Last year I tore a tiny strip from the New York Times and taped it to my desktop. I meant to blog about it, the snippet of a poem by British poet Mark Ford but instead it stayed as a blogger mantra until now. All bloggers have bad days or bored, inspiration doldrums but unlike a diary under your bed, blogging online with every angsty error is forever. Well, unless the web server host isn’t paid and the Wayback Machine misses it, will remain in posterity. Or in my case, the disastrous loss of six years of content from a botched migration to WordPress.
I have no idea why the accomplished Prof. Ford who lectures at Oxford and is not on social media would write a poem about blogging, but I’m glad he did.

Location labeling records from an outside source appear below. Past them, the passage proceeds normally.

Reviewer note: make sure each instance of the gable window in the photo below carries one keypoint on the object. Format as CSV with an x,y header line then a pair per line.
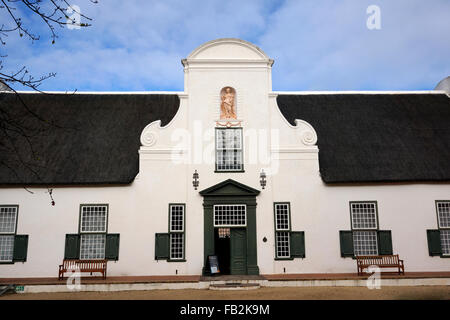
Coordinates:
x,y
176,231
13,247
365,238
439,240
364,226
171,246
288,244
282,228
8,222
229,149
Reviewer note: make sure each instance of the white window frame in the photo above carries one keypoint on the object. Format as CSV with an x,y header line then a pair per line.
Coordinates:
x,y
10,233
279,230
441,227
84,234
231,149
229,225
179,233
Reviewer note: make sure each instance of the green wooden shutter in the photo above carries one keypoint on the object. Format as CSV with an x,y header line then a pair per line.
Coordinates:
x,y
434,242
20,248
297,239
72,247
112,246
346,240
384,242
161,246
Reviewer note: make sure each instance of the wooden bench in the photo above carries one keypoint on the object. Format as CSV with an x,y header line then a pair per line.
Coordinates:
x,y
385,261
82,266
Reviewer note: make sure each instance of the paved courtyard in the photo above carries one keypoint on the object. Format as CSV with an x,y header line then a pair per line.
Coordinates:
x,y
285,293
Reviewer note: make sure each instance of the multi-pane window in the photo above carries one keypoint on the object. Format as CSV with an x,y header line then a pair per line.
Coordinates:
x,y
364,226
176,231
93,222
282,230
230,215
443,212
8,222
229,149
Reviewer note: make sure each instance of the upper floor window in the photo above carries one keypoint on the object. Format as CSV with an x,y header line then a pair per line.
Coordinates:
x,y
229,149
176,231
443,212
8,222
364,226
93,222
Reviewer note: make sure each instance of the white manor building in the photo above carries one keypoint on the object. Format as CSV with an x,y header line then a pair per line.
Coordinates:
x,y
269,182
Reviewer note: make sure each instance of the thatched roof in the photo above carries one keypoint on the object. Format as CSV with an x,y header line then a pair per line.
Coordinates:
x,y
92,139
377,137
95,138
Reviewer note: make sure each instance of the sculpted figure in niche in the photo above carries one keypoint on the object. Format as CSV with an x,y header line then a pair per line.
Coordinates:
x,y
228,106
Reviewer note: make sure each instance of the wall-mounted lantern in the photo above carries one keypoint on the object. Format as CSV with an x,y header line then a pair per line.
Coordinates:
x,y
262,180
195,180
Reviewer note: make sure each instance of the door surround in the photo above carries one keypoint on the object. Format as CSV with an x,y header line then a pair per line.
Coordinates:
x,y
230,192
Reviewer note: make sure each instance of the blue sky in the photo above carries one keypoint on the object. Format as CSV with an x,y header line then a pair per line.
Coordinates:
x,y
316,44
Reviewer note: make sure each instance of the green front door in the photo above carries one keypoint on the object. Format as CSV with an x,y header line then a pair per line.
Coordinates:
x,y
238,248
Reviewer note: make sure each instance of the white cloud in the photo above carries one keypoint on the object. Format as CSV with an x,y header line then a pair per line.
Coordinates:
x,y
316,44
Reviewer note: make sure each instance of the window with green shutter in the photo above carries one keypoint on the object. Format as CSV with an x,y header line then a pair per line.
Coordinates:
x,y
434,242
72,246
439,240
176,231
365,238
112,246
288,244
13,247
161,246
297,244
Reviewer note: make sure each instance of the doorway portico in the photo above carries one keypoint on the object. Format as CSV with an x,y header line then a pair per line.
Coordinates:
x,y
231,206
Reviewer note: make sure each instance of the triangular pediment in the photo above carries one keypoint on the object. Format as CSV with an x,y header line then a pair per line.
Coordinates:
x,y
229,188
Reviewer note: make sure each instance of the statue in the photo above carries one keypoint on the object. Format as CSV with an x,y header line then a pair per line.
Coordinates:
x,y
227,107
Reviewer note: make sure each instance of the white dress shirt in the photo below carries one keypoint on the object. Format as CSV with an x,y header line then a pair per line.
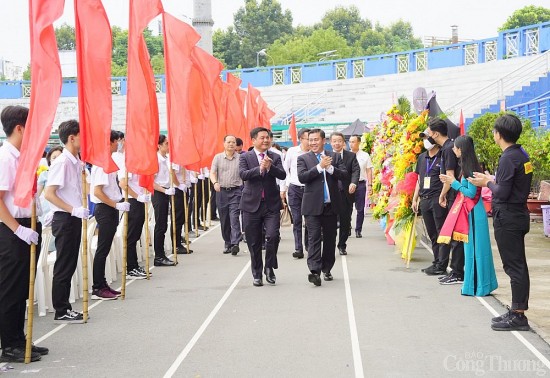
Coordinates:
x,y
66,173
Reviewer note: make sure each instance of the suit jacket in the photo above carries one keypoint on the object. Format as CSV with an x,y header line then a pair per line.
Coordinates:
x,y
313,200
254,182
352,166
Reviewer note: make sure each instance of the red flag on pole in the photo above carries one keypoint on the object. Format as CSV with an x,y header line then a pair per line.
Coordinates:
x,y
46,89
179,40
142,119
93,56
292,130
461,124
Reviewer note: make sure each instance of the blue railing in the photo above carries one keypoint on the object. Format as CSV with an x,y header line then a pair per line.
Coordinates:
x,y
529,40
535,110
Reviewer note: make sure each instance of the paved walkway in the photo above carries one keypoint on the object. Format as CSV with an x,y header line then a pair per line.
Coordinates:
x,y
204,318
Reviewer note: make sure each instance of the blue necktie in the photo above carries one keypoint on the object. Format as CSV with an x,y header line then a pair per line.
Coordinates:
x,y
325,191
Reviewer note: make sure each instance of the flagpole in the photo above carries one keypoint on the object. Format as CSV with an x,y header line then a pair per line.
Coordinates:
x,y
186,209
173,201
125,243
147,237
84,250
32,275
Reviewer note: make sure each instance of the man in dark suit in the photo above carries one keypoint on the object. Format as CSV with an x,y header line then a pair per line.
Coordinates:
x,y
261,203
320,171
347,188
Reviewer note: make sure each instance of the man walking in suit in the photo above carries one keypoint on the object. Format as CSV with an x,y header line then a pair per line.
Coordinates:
x,y
347,188
320,171
261,203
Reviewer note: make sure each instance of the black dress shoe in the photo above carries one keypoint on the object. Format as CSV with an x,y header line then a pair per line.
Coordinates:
x,y
17,354
163,261
40,350
183,251
298,255
314,279
270,276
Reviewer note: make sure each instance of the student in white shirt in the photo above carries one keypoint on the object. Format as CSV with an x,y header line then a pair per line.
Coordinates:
x,y
105,193
16,237
64,192
161,203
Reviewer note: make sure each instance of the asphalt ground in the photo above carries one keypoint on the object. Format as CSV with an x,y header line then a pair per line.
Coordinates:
x,y
203,318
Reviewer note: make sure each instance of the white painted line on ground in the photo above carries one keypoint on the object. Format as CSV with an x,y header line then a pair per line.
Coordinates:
x,y
522,339
527,344
172,370
357,361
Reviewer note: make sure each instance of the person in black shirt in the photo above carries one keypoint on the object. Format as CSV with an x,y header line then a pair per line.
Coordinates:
x,y
437,134
426,198
510,188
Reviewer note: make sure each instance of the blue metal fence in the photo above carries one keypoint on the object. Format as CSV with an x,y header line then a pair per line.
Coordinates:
x,y
508,44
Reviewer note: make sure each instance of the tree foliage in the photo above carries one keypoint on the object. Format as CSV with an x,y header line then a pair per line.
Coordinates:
x,y
525,16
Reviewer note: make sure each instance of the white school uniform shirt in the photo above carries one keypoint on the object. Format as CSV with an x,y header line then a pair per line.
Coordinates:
x,y
162,177
9,161
66,173
133,179
290,164
109,182
365,163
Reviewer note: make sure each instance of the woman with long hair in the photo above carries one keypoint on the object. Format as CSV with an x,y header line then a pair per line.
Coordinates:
x,y
468,223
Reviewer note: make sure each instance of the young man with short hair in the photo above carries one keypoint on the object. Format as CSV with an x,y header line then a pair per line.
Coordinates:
x,y
16,236
64,192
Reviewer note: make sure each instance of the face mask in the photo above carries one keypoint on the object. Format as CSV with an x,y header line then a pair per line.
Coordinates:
x,y
428,145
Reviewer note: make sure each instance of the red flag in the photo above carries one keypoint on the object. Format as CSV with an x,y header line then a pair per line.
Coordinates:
x,y
461,123
93,55
142,119
179,40
252,118
46,89
292,131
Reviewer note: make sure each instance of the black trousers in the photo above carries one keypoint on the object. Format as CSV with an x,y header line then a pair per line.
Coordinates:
x,y
321,259
434,216
14,283
344,216
180,216
253,226
228,206
136,218
161,206
68,232
107,223
295,195
511,224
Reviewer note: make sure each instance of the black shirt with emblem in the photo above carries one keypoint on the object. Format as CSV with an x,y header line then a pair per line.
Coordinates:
x,y
434,164
513,177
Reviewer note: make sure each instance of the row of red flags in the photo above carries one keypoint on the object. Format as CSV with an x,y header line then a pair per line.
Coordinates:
x,y
201,108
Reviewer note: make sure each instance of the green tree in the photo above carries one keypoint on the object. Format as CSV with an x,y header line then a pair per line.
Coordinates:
x,y
65,36
525,16
306,49
347,22
256,26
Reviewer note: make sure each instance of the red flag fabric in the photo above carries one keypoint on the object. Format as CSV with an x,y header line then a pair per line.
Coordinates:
x,y
461,124
46,89
292,131
93,56
142,119
179,40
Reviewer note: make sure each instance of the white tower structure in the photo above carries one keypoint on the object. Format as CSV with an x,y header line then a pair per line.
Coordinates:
x,y
202,22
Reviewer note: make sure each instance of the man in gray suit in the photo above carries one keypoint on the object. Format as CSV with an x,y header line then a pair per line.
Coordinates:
x,y
320,171
261,203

The entire poem can be read here. The poem inspired a photo quote but I wanted to find a suitable image to marry the words with. Enter serendipity and a verdigris aged sundial I hance on this summer from an utterly charming Victorian home: The Observatory Cottage, 407 Broadway in Draper Park in Hastings-on-Hudson N.Y. It was the home of John William Draper, took the first daguerreotypes of the moon in the winter of 1839-1840.
From their website:
The Draper Family revolutionized the way that we see the universe and our place in it. In a hand-built observatory, on a spot with “uninterrupted horizon commanded in every direction,” Henry Draper was able to shoot the clearest photos of the moon yet seen. His photos’ publication by the Smithsonian Institution inspired amateur astronomers nation- and worldwide to start grinding lenses and shooting photographs of the heavens. The former observatory was eventually remodeled into a cottage by Henry’s younger sister Antonia Draper Dixon. Today, it is home to the offices and archive of the Hastings Historical Society.
A most appropriate snippet to tear out of the paper…..blogging is a blessing and a curse……but I must say it brought me back to writing – SOMETHING anyway!
Hugs, Pam
Anything that brings us in touch with artistic expression is good thing.